Consider a motivating example:
Let $E\in \mathbb{Q}[y][x]$ be of degree $n=2$ (in $x$) and separable when viewed as a member of $\mathbb{Q}[x,y]$. Therefore we can calculate it's roots in $\mathbb{Q}[y][\sqrt[n]{D_E(y)}]$[1] where $D_E(y)\in\mathbb{Q}[y]$ is the discriminant of $E$
If we look for rational solutions $(x,y)$ for $E$ we must have $D_E(y)=z^n$ for some rational $z$ and therefore we can see that every such solution gives rise to a rational point $(y,z)$ on the curve $E': z^n=D_E(y)$.
Now this is not a bijection on the rational points of the curves, so we might as well make it one:
We can express $E'$ as a function of $y$ and $x(y,z)$ only (due to the fact that $D_E$ is a symmetric function of the roots) and writing $w=x(y,z)$ we can get a new curve $E''(y,w)$ with the same rational points as $E$.
[1] We can do all of the above in degrees $3, 4$ as well, only we would have to repeat the construction a number of times. We only need the solvaibilty of $S_n$ for $n\leq 4$ for the construction.
Example:
Let $E$ denote $x^2+3xy^2+2y^4+4$
$\Rightarrow D(y)=y^4-16$
$E(F)=\{(\frac{-3y^2+\sqrt{D(y)}}{2}, y) \cup (\frac{-3y^2-\sqrt{D(y)}}{2}, y): y\in F\}$ for every field $F/\mathbb{Q}(y)(\sqrt{D(y)})$
Now $(x,y)\in \mathbb{Q}^2 \iff (y, \sqrt{D(y)})\in\mathbb{Q}^2$
And we can now write $z^2 = y^4 - 16$ and we want different $z$s that give rise to the same $x$ to yield the same solution. We can see that if $x(y,z) = x(y, z')$ then we must have either $z=z'$ or $z'=-z$ and therefore we care about solutions to $z^2-y^4+16$ up to the sign of $z$ which we know how to solve (this is a pet example as we could solve both equations without doing this either way).

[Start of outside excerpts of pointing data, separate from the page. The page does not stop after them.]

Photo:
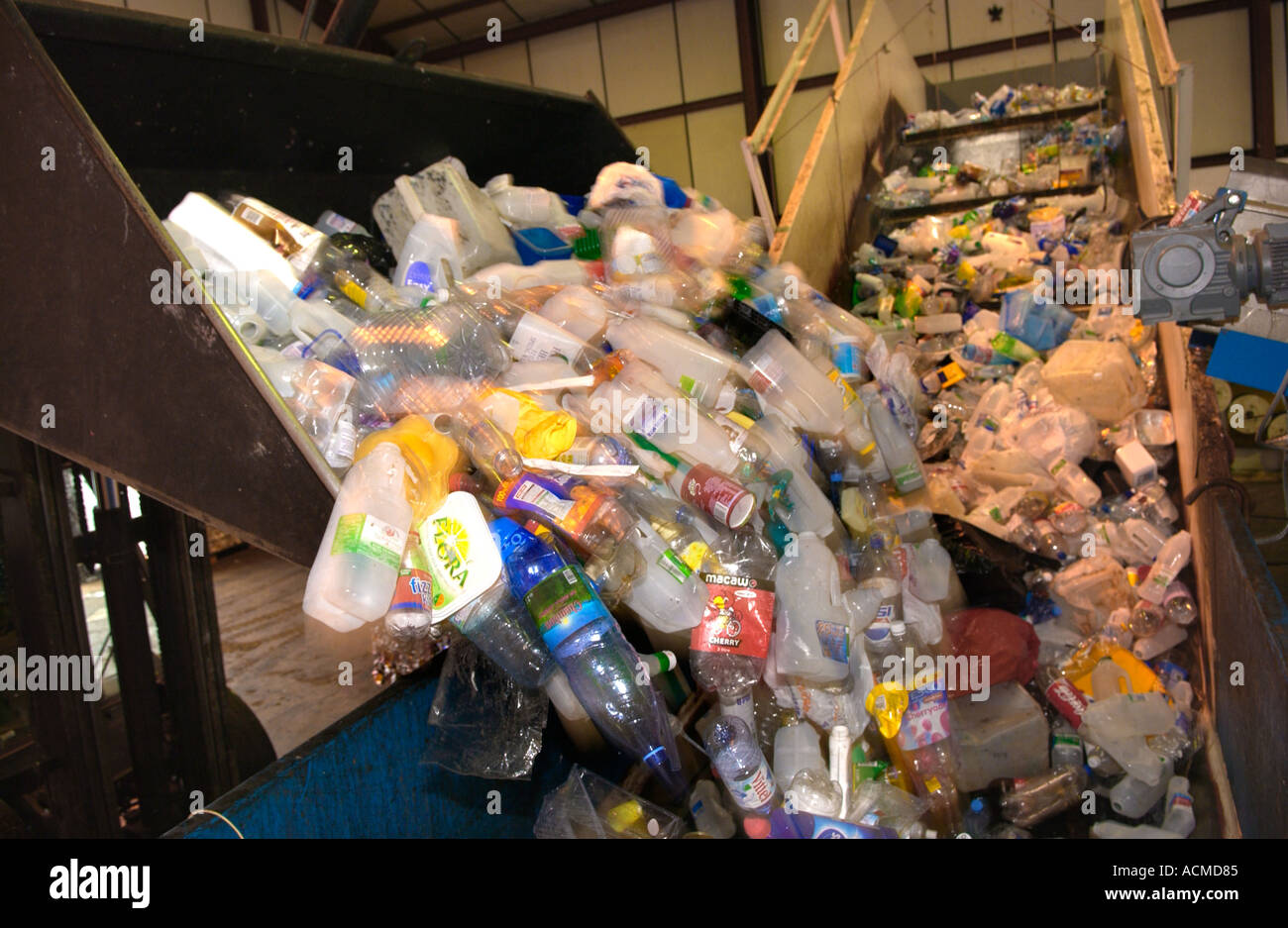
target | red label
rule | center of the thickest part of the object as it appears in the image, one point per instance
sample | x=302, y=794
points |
x=1068, y=700
x=901, y=555
x=415, y=589
x=713, y=493
x=738, y=619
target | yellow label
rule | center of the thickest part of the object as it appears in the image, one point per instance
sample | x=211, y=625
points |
x=951, y=372
x=351, y=288
x=1080, y=667
x=848, y=395
x=695, y=555
x=621, y=817
x=887, y=703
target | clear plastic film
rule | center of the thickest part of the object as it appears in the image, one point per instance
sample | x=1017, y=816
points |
x=482, y=722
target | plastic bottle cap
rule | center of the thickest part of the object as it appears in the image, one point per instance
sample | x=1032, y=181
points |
x=726, y=398
x=741, y=511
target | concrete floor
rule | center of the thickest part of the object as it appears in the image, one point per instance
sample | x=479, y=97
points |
x=284, y=666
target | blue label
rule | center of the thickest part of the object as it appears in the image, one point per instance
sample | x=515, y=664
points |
x=419, y=275
x=848, y=358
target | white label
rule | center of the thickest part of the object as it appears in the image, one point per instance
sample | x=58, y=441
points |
x=648, y=417
x=755, y=790
x=537, y=339
x=769, y=369
x=544, y=499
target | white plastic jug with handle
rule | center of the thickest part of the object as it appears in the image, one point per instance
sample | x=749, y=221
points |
x=356, y=567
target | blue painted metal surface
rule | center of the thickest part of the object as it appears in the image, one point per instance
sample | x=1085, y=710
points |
x=1248, y=361
x=364, y=777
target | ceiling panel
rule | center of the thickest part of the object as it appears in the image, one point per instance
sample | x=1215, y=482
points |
x=434, y=35
x=473, y=24
x=387, y=11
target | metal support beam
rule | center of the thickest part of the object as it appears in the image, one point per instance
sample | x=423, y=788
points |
x=141, y=698
x=583, y=17
x=429, y=16
x=751, y=65
x=183, y=598
x=259, y=16
x=46, y=593
x=348, y=22
x=1262, y=65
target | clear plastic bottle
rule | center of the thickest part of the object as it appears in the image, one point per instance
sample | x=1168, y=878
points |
x=406, y=639
x=811, y=635
x=1037, y=798
x=1145, y=618
x=708, y=813
x=500, y=626
x=684, y=360
x=489, y=450
x=797, y=748
x=897, y=450
x=742, y=766
x=879, y=570
x=1132, y=798
x=603, y=670
x=1179, y=815
x=1171, y=560
x=926, y=743
x=1179, y=604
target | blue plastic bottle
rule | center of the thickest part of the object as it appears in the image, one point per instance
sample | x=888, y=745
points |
x=603, y=670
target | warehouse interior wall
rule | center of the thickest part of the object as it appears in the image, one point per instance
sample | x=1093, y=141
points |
x=670, y=73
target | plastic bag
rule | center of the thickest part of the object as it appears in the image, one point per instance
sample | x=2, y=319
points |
x=589, y=806
x=483, y=724
x=1008, y=644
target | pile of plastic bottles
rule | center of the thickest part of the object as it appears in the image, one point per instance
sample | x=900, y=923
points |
x=1003, y=103
x=608, y=445
x=1069, y=155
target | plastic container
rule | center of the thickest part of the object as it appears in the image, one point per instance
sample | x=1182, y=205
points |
x=684, y=360
x=1003, y=737
x=356, y=569
x=1099, y=377
x=540, y=245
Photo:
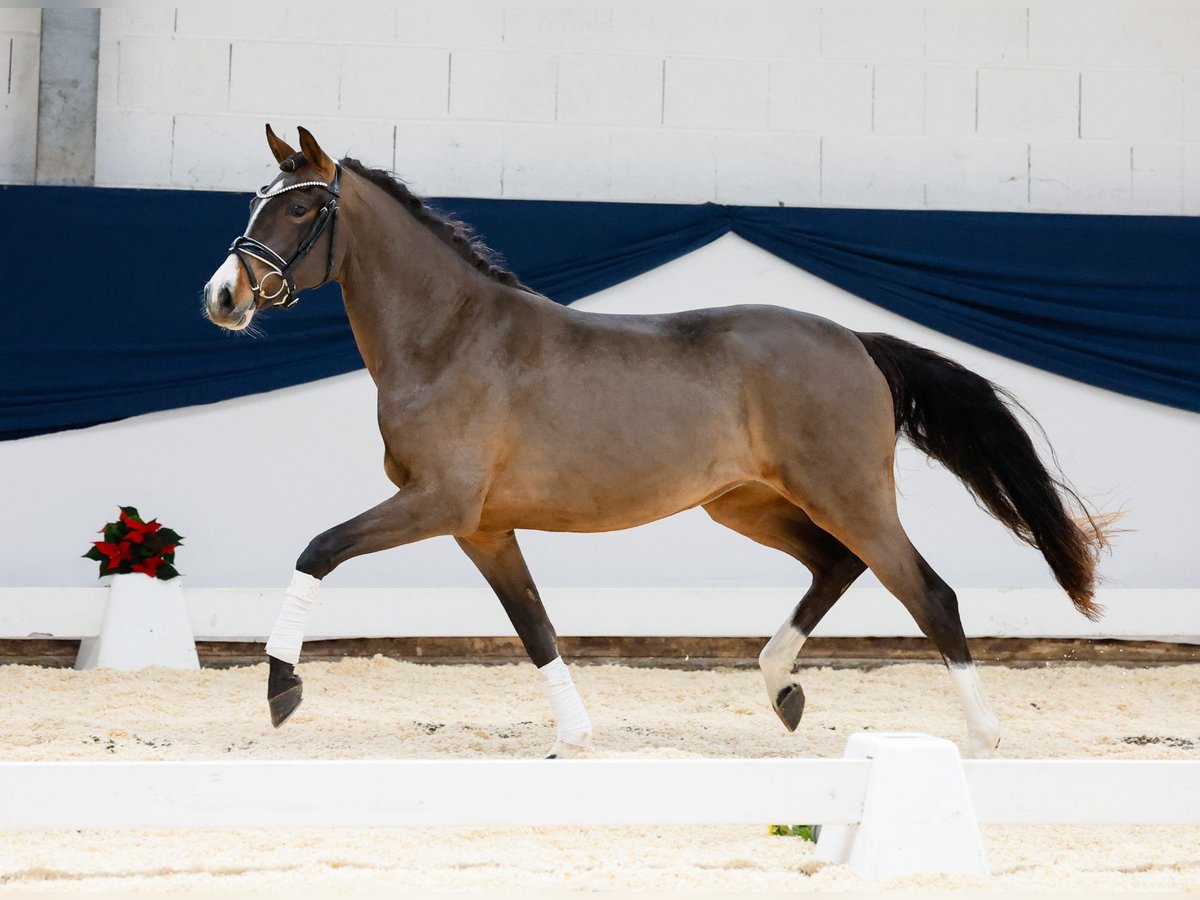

Now I want this this to lift this operation to an endomorphism on some subspace of curves with $E \mapsto E''$ (that preserves all rational points), the problem is that we seem to not have much control on the degree of $E''$ (in fact it seems to increase so this surely can't work in the present form).
All the above construction is just repeated application of basic Galois theory on the ground field $\mathbb{Q}(x_1,...,x_n)$
Question: Can this be replicated in some other ground field to make the following a well defined operation on some subspace of curves (and still preserve points in some "field of definition", or at least say these points lie over each other, if this field of definition is not the same between $E$ and $E''$)?
This comes from playing around with some examples, and I might be missing something basic that would not make this possible, so the answer to the question is probably "only trivial classes", but maybe there is interesting theory behind this.
I think this can only apply in some generalization of "theory of solvability by radicals" but am not sure what nature should this have.